Thanks for your answer
This array has 10 elements, regardless of how you initialize it:
int array[10] = {31,24,65,32,14,5};
But the initialization sets the first 6 elements to certain values, and the rest to 0. It is equivalent to this:
int array[10] = {31,24,65,32,14,5,0,0,0,0};
The first calculation using sizeof uses the actual size fo the array (its length times the size of an int), while the second one counts elements until it finds a 0. So it doesn't calculate the length of the array, but the length of the first non-zero sequence in the array.
Note that the second method only "works" if the array has an element with value 0. Otherwise you go out of bounds and invoke undefined behaviour.
array_size assumes that there is a 0 just past the end of the array. That assumption is unjustified.
code 2 is not right. you can't assume an array end with 0
How do you declare an array for a matrix that contains say 4 numbers (2x2)? I assume that int m[4] only allows numbers up to 4. Or does it mean any four numbers? I don't understand the difference.
In a declaration
type array_name[ array_size];
type is the data type that this array stores. The particular value of array under index i, i.e. array_name[i] can be any of the values that type can represent.

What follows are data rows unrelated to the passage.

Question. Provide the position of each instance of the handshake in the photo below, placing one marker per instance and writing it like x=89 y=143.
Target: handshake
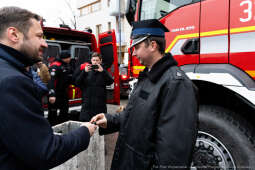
x=97 y=121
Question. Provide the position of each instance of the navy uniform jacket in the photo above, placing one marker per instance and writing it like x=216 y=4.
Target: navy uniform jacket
x=27 y=141
x=158 y=128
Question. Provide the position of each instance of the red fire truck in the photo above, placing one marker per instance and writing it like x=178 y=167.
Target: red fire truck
x=81 y=45
x=214 y=43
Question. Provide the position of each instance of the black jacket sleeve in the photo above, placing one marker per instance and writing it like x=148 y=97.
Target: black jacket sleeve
x=108 y=78
x=55 y=73
x=177 y=125
x=27 y=135
x=113 y=123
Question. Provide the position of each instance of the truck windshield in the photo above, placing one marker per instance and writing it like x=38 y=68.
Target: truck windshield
x=155 y=9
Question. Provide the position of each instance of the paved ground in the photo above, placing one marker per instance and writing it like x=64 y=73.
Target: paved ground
x=110 y=140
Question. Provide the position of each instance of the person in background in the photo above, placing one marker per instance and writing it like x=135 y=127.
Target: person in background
x=93 y=80
x=27 y=140
x=158 y=128
x=43 y=72
x=41 y=76
x=61 y=78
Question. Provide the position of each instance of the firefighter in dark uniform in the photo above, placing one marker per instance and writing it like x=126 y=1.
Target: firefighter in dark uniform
x=158 y=128
x=61 y=78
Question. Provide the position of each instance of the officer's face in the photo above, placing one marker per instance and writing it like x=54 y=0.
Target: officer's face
x=33 y=43
x=67 y=60
x=143 y=53
x=96 y=60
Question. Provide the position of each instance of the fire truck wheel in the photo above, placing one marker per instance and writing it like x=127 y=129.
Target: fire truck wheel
x=225 y=141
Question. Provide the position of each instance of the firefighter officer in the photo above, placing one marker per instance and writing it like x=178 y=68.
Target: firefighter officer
x=61 y=78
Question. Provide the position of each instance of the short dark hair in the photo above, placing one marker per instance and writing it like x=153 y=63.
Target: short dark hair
x=159 y=40
x=96 y=54
x=16 y=17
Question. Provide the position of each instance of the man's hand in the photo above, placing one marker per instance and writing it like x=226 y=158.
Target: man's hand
x=100 y=68
x=92 y=128
x=87 y=68
x=99 y=120
x=52 y=100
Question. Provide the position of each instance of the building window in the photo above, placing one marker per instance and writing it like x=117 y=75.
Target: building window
x=109 y=26
x=108 y=3
x=98 y=29
x=93 y=7
x=96 y=7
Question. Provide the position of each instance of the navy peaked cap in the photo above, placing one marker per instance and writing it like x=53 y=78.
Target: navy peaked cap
x=65 y=54
x=146 y=28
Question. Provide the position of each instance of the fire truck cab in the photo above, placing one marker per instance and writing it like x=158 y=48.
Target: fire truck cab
x=213 y=42
x=81 y=45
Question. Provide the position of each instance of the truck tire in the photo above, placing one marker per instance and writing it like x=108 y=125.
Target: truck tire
x=225 y=141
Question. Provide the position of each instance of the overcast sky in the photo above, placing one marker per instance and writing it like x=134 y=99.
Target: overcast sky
x=51 y=10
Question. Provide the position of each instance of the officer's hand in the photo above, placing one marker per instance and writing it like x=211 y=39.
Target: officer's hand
x=87 y=68
x=90 y=126
x=52 y=100
x=100 y=68
x=99 y=120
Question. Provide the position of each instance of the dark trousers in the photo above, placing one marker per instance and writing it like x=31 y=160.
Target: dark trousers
x=61 y=104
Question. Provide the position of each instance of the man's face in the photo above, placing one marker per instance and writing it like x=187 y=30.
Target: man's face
x=96 y=60
x=66 y=60
x=143 y=53
x=33 y=43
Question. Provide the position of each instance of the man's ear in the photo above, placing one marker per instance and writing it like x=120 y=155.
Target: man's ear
x=13 y=34
x=154 y=45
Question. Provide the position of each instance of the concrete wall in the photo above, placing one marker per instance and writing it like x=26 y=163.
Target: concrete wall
x=91 y=159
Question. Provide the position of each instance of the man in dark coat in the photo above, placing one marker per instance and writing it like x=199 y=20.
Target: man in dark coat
x=61 y=78
x=27 y=141
x=158 y=128
x=93 y=80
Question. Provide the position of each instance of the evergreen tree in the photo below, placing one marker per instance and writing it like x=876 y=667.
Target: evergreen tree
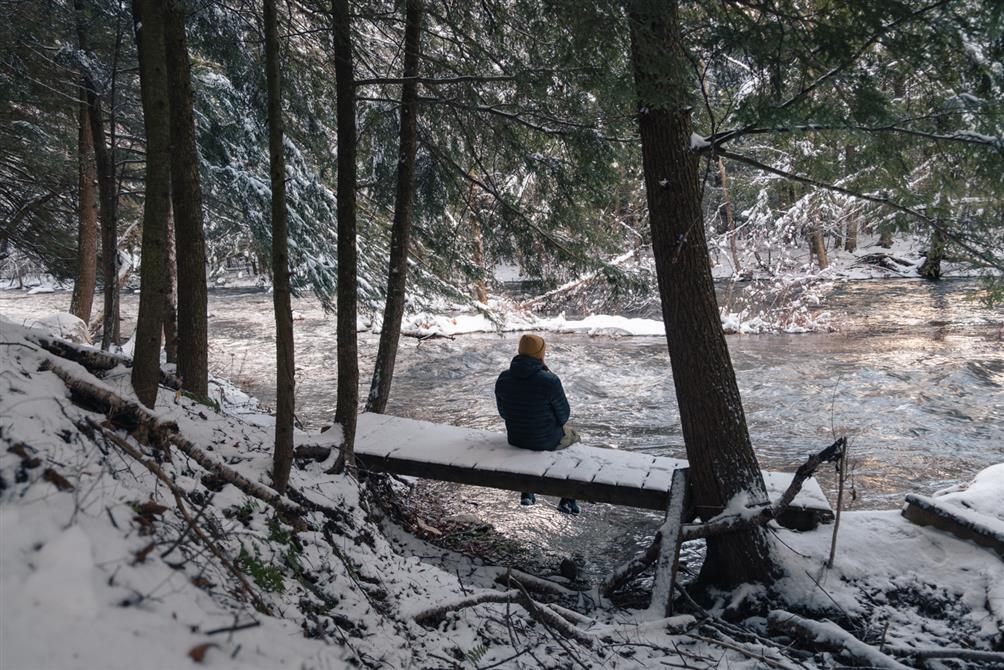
x=348 y=365
x=186 y=194
x=284 y=352
x=404 y=205
x=149 y=20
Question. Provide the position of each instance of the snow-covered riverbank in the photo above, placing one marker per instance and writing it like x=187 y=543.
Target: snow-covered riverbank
x=100 y=570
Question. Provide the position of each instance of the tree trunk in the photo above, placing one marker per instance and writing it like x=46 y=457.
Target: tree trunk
x=850 y=239
x=722 y=462
x=817 y=246
x=850 y=236
x=931 y=268
x=148 y=16
x=186 y=194
x=348 y=365
x=86 y=233
x=404 y=205
x=104 y=160
x=282 y=457
x=728 y=214
x=171 y=303
x=480 y=288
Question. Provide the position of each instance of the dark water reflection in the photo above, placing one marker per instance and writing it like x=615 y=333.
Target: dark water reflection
x=915 y=377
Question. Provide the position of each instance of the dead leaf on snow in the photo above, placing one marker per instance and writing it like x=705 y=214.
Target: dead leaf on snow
x=57 y=480
x=151 y=507
x=141 y=555
x=198 y=653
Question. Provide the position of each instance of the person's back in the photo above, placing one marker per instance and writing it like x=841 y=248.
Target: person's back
x=532 y=402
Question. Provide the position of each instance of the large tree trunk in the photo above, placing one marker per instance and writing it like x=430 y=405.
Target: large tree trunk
x=171 y=303
x=148 y=16
x=104 y=159
x=404 y=205
x=282 y=457
x=850 y=231
x=86 y=231
x=186 y=194
x=722 y=462
x=348 y=365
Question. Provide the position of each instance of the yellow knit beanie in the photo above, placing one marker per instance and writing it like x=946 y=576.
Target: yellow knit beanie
x=531 y=345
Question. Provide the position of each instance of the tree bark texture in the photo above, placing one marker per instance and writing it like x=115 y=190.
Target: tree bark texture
x=931 y=268
x=722 y=462
x=86 y=230
x=282 y=456
x=171 y=301
x=886 y=238
x=186 y=194
x=149 y=19
x=404 y=206
x=347 y=360
x=850 y=230
x=817 y=246
x=104 y=160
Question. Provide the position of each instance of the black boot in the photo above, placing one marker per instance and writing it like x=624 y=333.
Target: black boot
x=568 y=506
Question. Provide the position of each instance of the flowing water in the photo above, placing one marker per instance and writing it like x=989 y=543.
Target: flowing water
x=915 y=377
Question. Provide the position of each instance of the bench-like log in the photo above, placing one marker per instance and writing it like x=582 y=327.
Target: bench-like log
x=926 y=511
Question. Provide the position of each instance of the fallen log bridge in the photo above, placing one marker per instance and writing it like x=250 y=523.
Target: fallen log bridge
x=484 y=458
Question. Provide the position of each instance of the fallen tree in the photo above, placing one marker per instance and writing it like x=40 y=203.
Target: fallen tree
x=757 y=515
x=827 y=636
x=139 y=421
x=94 y=360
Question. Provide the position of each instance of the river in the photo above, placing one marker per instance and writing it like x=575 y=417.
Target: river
x=914 y=376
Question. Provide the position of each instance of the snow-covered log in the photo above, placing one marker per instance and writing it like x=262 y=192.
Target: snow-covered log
x=669 y=554
x=94 y=360
x=956 y=519
x=828 y=636
x=763 y=513
x=135 y=417
x=996 y=658
x=540 y=612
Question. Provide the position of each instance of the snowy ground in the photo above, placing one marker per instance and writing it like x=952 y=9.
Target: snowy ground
x=98 y=570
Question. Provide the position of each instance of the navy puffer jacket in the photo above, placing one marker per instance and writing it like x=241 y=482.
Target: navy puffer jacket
x=533 y=404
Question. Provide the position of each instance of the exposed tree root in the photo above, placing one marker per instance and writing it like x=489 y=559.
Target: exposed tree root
x=763 y=514
x=628 y=571
x=827 y=636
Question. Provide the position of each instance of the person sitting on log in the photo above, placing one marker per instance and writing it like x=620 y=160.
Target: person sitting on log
x=532 y=403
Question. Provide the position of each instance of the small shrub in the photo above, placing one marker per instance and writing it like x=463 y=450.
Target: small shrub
x=266 y=576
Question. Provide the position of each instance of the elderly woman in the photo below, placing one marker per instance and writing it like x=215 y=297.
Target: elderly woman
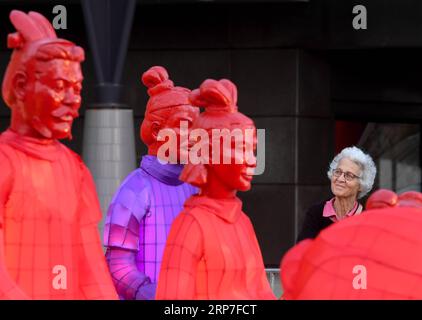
x=352 y=174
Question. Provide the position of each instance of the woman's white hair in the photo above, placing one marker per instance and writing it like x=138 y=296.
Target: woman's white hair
x=365 y=162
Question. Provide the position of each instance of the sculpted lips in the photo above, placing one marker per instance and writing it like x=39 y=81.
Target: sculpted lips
x=65 y=113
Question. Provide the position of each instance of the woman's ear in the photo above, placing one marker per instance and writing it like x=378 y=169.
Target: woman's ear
x=19 y=85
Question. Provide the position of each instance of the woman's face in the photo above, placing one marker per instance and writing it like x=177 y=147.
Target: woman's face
x=345 y=180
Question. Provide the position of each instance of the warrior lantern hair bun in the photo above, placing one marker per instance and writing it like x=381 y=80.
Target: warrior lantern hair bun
x=215 y=96
x=30 y=27
x=156 y=79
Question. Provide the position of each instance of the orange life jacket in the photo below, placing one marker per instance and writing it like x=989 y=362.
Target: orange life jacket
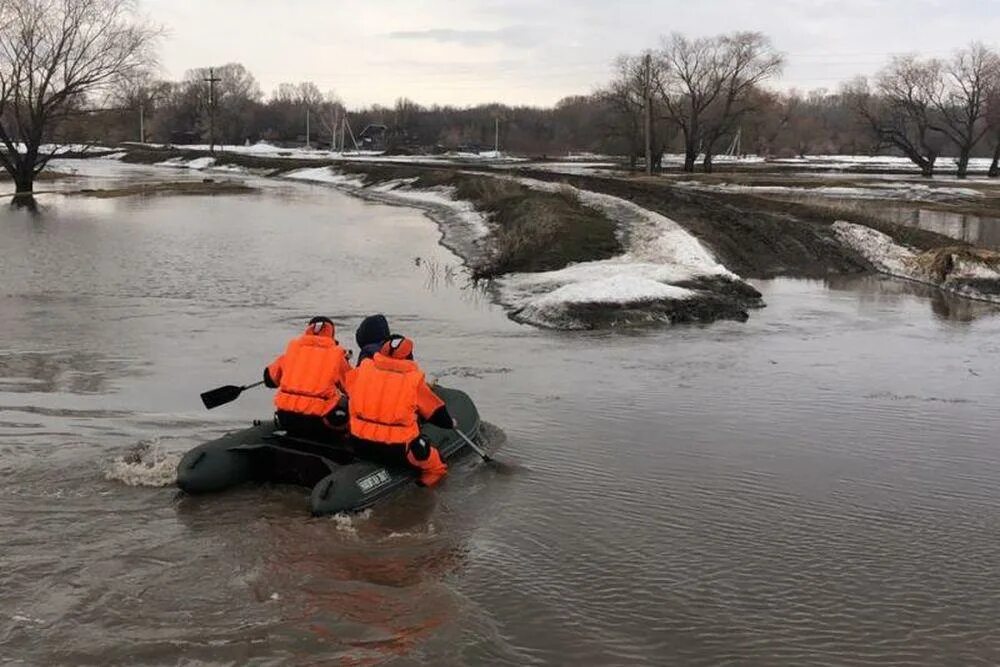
x=385 y=400
x=309 y=372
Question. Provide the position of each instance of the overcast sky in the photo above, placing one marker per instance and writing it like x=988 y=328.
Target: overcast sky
x=535 y=52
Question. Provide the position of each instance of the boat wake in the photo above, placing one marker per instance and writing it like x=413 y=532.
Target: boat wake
x=145 y=464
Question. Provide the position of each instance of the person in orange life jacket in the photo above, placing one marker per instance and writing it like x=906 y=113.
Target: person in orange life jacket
x=309 y=378
x=371 y=336
x=388 y=394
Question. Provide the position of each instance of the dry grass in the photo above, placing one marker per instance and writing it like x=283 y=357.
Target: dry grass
x=939 y=263
x=531 y=230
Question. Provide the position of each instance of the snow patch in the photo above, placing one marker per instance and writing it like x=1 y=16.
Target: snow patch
x=198 y=164
x=900 y=261
x=463 y=227
x=885 y=254
x=895 y=191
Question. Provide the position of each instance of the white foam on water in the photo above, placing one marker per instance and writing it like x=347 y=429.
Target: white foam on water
x=659 y=253
x=897 y=260
x=348 y=523
x=148 y=464
x=464 y=228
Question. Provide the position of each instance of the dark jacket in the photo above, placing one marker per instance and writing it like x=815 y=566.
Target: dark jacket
x=371 y=334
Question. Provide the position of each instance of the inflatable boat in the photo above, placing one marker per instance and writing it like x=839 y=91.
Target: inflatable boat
x=340 y=481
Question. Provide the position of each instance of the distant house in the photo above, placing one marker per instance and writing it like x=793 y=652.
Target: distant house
x=373 y=137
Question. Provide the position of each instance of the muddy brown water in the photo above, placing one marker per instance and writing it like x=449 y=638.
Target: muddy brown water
x=815 y=486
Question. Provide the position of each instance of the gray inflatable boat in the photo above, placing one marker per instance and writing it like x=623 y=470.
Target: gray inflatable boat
x=340 y=481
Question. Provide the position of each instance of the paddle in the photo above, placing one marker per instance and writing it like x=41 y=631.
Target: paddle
x=226 y=394
x=475 y=447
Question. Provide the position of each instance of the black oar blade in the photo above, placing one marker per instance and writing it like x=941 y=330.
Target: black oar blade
x=221 y=396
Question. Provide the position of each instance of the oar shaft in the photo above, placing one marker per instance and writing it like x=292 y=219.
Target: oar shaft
x=474 y=446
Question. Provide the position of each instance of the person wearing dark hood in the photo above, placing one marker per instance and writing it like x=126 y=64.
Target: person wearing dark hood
x=388 y=397
x=309 y=378
x=371 y=335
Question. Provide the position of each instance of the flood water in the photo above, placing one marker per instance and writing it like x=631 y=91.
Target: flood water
x=815 y=486
x=975 y=229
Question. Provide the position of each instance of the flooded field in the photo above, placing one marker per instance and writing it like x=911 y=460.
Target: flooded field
x=814 y=486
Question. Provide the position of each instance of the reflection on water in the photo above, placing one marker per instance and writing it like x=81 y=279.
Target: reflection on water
x=978 y=230
x=813 y=486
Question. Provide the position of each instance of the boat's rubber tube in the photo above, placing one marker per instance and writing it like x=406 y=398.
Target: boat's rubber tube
x=357 y=485
x=339 y=482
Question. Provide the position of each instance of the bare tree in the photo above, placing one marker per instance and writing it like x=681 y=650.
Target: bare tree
x=627 y=103
x=901 y=114
x=745 y=60
x=54 y=54
x=690 y=84
x=961 y=101
x=633 y=93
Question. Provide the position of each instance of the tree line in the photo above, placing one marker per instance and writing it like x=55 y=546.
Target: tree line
x=80 y=71
x=693 y=96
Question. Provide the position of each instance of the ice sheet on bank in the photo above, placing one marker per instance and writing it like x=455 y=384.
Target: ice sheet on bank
x=263 y=149
x=556 y=308
x=659 y=255
x=647 y=235
x=965 y=275
x=197 y=163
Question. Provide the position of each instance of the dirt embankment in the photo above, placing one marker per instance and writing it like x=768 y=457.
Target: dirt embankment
x=754 y=236
x=532 y=231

In your example int m[4]; declares an array of four integers. The particular value of any of these integers can be any of the values that integer can represent. To know these limits you can print them:
#include <limits>
int imin = std::numeric_limits<int>::min(); // minimum value
int imax = std::numeric_limits<int>::max(); // maximum value
The use of STD should simplify your life in the construction of a matrix :
std::vector<std::vector<int>> M(2, std::vector<int>(2));
But if you want to use arrays :
int x[2][2];
int m [4] would declare an array with 4 uninitialized values of type integer. Remember that these values are zero-indexed,
meaning that to call a value in the array you would call m[0-3]. You may assign any values you like to the array by the following command: m[4] = {Value1, Value2, Value3, Value4} If you prefer, you may also create a loop that will assign values to an array, which can be immensely useful at times.
Keep in mind that arrays are not commonly used in C++, std::vector is far more used, and for good reason.
http://www.cplusplus.com/reference/vector/vector/
int m[4] declares an array of 4 integers. The indexes of the integers will be 0, 1, 2, 3, while the values at those indexes can be any integers. so m[2] = 2003; sets the 3rd value in the array to 2003. As for the 2x2 aspect, you probably want to do something like int m[2][2]; . I think about this as declaring an array of size 2, containing arrays at each spot, instead of ints or floats or whatever. The arrays contained at each spot (there are only two spots so only two arrays in this case) each hold two ints. So if the first value in your matrix is 32, you could set that by doing m[0][0] = 32; or more generally, m[x][y] = value_of_(x,y);
The quickest way to do what you described is probably this, if you know the values ahead of time:
int row0col0 = value at 0th row 0th column;
int row0col1 = value at 0th row 1st column;
int row1col0 = value at 1st row 0th column;
int row1col1 = value at 1st row 1st column;
int m[2][2] = { {row0col0, row0col1}, {row1col0, row1col1} };
or equivalently:
int m[2][2] = {row0col0, row0col1, row1col0, row1col1};
This is referred to as row-major order: elements in a 2d array are sorted first by row, then by column.